Research has indicated that an increase in knowledge of diabetes care can lessen symptoms of anxiety and depression [7]. Since family history may be tied to greater knowledge [6], it seems as though a positive family history could also indirectly reduce anxiety and depression. Seligowski et al. [12] showed that anxiety and depression are correlated with a poorer quality of sleep in patients with diabetes. The results from this present study supported these findings. It was found that a positive family history, along with less depression and anxiety, were significant predictors for better sleep quality.

Additionally, while increased age does not seem to impact depression and anxiety, it was found to have a positive effect on sleep quality in those with a family history of diabetes. While these findings are surprising it seems as though age does not independently impact sleep quality. Sleep problems seen in older individuals can often be explained by other underlying medical or psychological problems, not by age itself [13]. In the present study the increased sleep quality in those with a family history of diabetes may be related to increased knowledge that also seems to reduce anxiety and depression.

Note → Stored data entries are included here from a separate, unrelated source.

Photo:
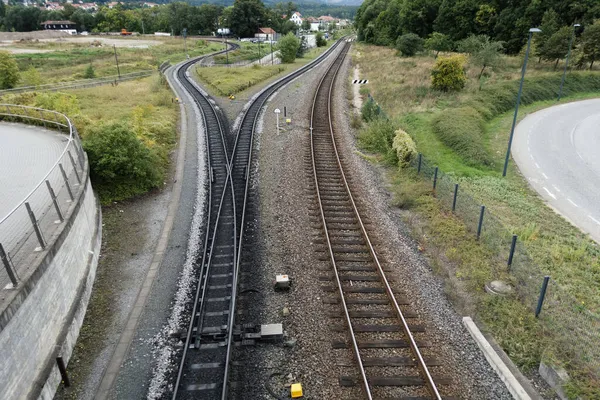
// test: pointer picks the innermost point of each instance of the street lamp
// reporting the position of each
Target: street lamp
(512, 130)
(562, 82)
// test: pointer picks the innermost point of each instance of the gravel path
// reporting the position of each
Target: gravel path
(282, 240)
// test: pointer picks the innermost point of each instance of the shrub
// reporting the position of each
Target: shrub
(378, 136)
(9, 71)
(121, 166)
(89, 72)
(405, 148)
(462, 129)
(288, 47)
(448, 73)
(409, 44)
(321, 41)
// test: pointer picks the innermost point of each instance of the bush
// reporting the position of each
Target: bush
(288, 47)
(89, 72)
(448, 73)
(409, 44)
(405, 148)
(378, 136)
(462, 129)
(321, 41)
(121, 166)
(9, 71)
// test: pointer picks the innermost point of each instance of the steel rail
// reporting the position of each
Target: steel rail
(414, 348)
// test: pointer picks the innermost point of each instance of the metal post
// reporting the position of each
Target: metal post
(8, 265)
(64, 174)
(53, 196)
(455, 196)
(117, 61)
(562, 82)
(538, 309)
(36, 226)
(512, 129)
(63, 371)
(74, 167)
(480, 224)
(513, 245)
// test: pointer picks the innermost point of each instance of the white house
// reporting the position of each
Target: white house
(296, 18)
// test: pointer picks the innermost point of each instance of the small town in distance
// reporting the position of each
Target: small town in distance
(324, 199)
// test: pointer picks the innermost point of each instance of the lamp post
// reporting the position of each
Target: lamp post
(512, 129)
(562, 82)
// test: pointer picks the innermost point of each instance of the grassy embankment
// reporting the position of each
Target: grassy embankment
(68, 61)
(224, 81)
(466, 134)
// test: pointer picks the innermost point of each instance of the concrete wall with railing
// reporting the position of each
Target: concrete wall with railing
(49, 255)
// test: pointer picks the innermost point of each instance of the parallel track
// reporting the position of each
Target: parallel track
(204, 368)
(361, 287)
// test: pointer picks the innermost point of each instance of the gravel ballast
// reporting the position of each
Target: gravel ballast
(282, 241)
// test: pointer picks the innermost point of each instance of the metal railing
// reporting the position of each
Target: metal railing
(30, 225)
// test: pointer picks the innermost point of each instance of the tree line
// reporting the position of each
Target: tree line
(383, 22)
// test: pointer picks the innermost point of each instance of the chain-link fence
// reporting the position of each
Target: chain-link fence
(30, 225)
(575, 329)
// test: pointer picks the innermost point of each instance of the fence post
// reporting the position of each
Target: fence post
(513, 244)
(53, 196)
(455, 196)
(36, 226)
(74, 166)
(64, 174)
(8, 265)
(480, 224)
(538, 309)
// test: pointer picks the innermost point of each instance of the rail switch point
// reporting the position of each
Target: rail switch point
(282, 282)
(296, 390)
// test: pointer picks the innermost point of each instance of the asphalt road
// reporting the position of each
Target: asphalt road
(558, 150)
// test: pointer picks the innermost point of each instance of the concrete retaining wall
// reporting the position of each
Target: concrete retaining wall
(41, 319)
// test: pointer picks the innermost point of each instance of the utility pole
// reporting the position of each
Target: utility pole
(562, 82)
(117, 61)
(512, 130)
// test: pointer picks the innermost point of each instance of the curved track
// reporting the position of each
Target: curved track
(204, 367)
(361, 287)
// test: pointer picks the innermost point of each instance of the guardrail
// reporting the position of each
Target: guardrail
(27, 227)
(83, 83)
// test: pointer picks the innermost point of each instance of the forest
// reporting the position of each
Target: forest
(382, 22)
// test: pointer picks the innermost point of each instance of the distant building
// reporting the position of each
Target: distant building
(265, 34)
(296, 18)
(63, 26)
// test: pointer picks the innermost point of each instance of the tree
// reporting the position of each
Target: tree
(409, 44)
(448, 73)
(438, 42)
(557, 46)
(590, 41)
(288, 47)
(9, 71)
(247, 16)
(321, 41)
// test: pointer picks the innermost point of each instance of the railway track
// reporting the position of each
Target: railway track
(205, 365)
(382, 332)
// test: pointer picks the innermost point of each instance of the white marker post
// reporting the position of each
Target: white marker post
(277, 112)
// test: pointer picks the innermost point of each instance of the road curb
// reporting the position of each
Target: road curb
(504, 371)
(122, 348)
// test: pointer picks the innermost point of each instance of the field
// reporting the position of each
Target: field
(60, 60)
(478, 122)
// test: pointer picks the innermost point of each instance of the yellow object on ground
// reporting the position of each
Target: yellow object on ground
(296, 390)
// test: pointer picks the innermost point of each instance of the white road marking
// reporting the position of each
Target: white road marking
(594, 219)
(572, 202)
(549, 193)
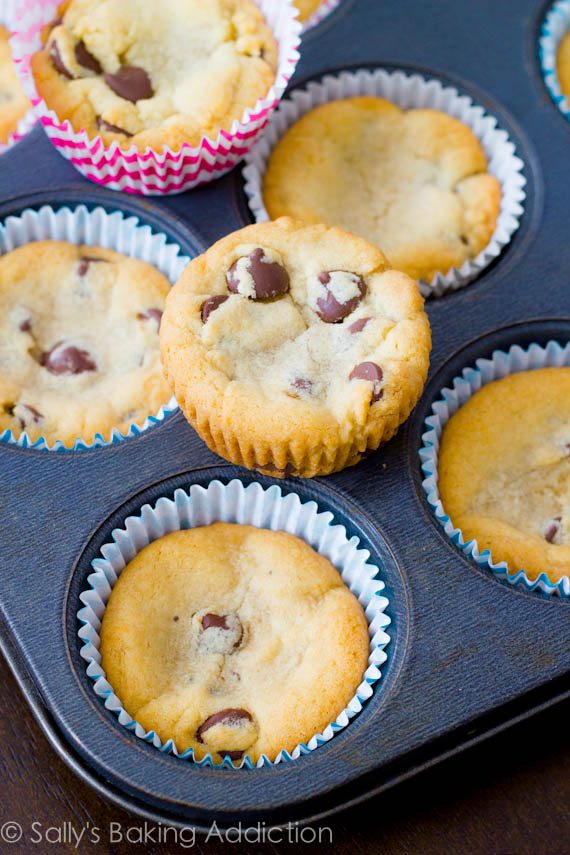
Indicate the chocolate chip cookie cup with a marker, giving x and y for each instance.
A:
(500, 365)
(554, 54)
(108, 157)
(295, 349)
(25, 331)
(265, 509)
(406, 92)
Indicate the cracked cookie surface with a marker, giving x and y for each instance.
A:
(79, 346)
(13, 103)
(231, 639)
(504, 471)
(295, 349)
(155, 74)
(414, 183)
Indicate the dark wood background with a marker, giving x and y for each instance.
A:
(510, 796)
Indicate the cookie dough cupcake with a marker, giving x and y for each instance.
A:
(413, 182)
(504, 471)
(155, 74)
(79, 347)
(13, 103)
(206, 627)
(563, 66)
(295, 349)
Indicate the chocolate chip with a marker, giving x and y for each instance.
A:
(371, 372)
(332, 310)
(86, 59)
(85, 261)
(229, 717)
(131, 83)
(270, 279)
(151, 315)
(358, 325)
(552, 528)
(221, 633)
(57, 61)
(210, 305)
(67, 359)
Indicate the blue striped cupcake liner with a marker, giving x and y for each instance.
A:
(451, 399)
(97, 227)
(554, 28)
(251, 505)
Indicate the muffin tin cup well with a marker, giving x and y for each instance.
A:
(500, 365)
(8, 17)
(555, 26)
(166, 171)
(250, 505)
(407, 91)
(97, 227)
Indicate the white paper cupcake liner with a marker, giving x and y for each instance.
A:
(407, 91)
(554, 28)
(156, 172)
(116, 231)
(471, 380)
(251, 505)
(325, 8)
(9, 10)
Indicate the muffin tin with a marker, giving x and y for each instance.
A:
(468, 655)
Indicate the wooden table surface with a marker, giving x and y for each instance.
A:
(510, 796)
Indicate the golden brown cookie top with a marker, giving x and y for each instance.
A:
(79, 347)
(414, 182)
(155, 74)
(205, 628)
(504, 471)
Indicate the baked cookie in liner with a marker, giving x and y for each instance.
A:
(79, 348)
(504, 471)
(230, 639)
(413, 182)
(295, 349)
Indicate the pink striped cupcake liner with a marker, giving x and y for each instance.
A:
(9, 11)
(325, 8)
(156, 172)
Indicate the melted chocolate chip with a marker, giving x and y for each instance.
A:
(85, 261)
(358, 325)
(210, 305)
(67, 359)
(151, 315)
(131, 83)
(86, 59)
(270, 279)
(113, 129)
(551, 529)
(230, 636)
(58, 62)
(217, 621)
(371, 372)
(229, 717)
(329, 309)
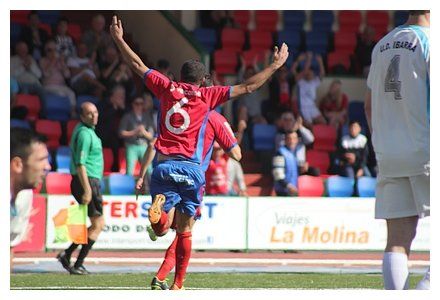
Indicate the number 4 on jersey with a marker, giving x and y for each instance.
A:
(392, 83)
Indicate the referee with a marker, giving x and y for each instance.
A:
(86, 167)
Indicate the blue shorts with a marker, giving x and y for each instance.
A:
(181, 182)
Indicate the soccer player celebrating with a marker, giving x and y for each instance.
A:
(397, 108)
(219, 130)
(178, 180)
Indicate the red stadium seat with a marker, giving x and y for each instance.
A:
(250, 56)
(379, 20)
(225, 62)
(20, 16)
(70, 127)
(349, 20)
(266, 20)
(345, 42)
(318, 159)
(74, 30)
(108, 160)
(50, 129)
(336, 58)
(325, 137)
(232, 39)
(242, 18)
(46, 27)
(58, 183)
(260, 40)
(32, 103)
(123, 164)
(310, 186)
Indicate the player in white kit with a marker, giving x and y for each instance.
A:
(397, 108)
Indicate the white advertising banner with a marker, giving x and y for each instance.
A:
(127, 219)
(320, 224)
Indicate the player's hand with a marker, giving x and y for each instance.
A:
(116, 29)
(280, 55)
(139, 187)
(87, 197)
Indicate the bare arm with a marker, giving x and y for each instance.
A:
(235, 153)
(367, 107)
(256, 81)
(132, 59)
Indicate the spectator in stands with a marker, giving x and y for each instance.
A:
(285, 167)
(280, 88)
(307, 83)
(353, 153)
(115, 71)
(363, 50)
(334, 105)
(250, 104)
(289, 123)
(63, 40)
(25, 70)
(55, 74)
(303, 137)
(137, 129)
(14, 89)
(97, 38)
(234, 169)
(217, 174)
(111, 111)
(34, 36)
(85, 72)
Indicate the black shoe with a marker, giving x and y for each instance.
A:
(64, 260)
(79, 270)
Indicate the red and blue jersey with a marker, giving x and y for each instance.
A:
(183, 114)
(219, 130)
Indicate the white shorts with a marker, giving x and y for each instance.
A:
(398, 197)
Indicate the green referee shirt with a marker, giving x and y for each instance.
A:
(86, 149)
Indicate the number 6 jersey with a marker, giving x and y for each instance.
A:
(399, 83)
(183, 114)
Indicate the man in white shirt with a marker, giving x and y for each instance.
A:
(28, 165)
(397, 108)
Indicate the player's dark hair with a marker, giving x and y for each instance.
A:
(418, 12)
(354, 122)
(192, 71)
(21, 141)
(163, 64)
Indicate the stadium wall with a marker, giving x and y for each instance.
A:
(248, 223)
(150, 28)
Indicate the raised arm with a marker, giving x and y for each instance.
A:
(132, 59)
(256, 81)
(367, 108)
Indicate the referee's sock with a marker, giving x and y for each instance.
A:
(83, 253)
(70, 250)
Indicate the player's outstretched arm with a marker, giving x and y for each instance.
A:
(133, 60)
(256, 81)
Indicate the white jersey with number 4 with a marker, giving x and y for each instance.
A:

The main limitation of this study is sample size. There were 33 subjects, with only 8 having no family history of diabetes. While this is a small sample size, there is a significant difference in results of those with a family history of diabetes and those without. There is also wide age range in the subjects. This range is present in both groups of subjects and is representative of the subject group, but a smaller age range would help provide more focused results. Despite these limitations, this study provides a foundation for exploring the effect of family on sleep quality, depression, and anxiety.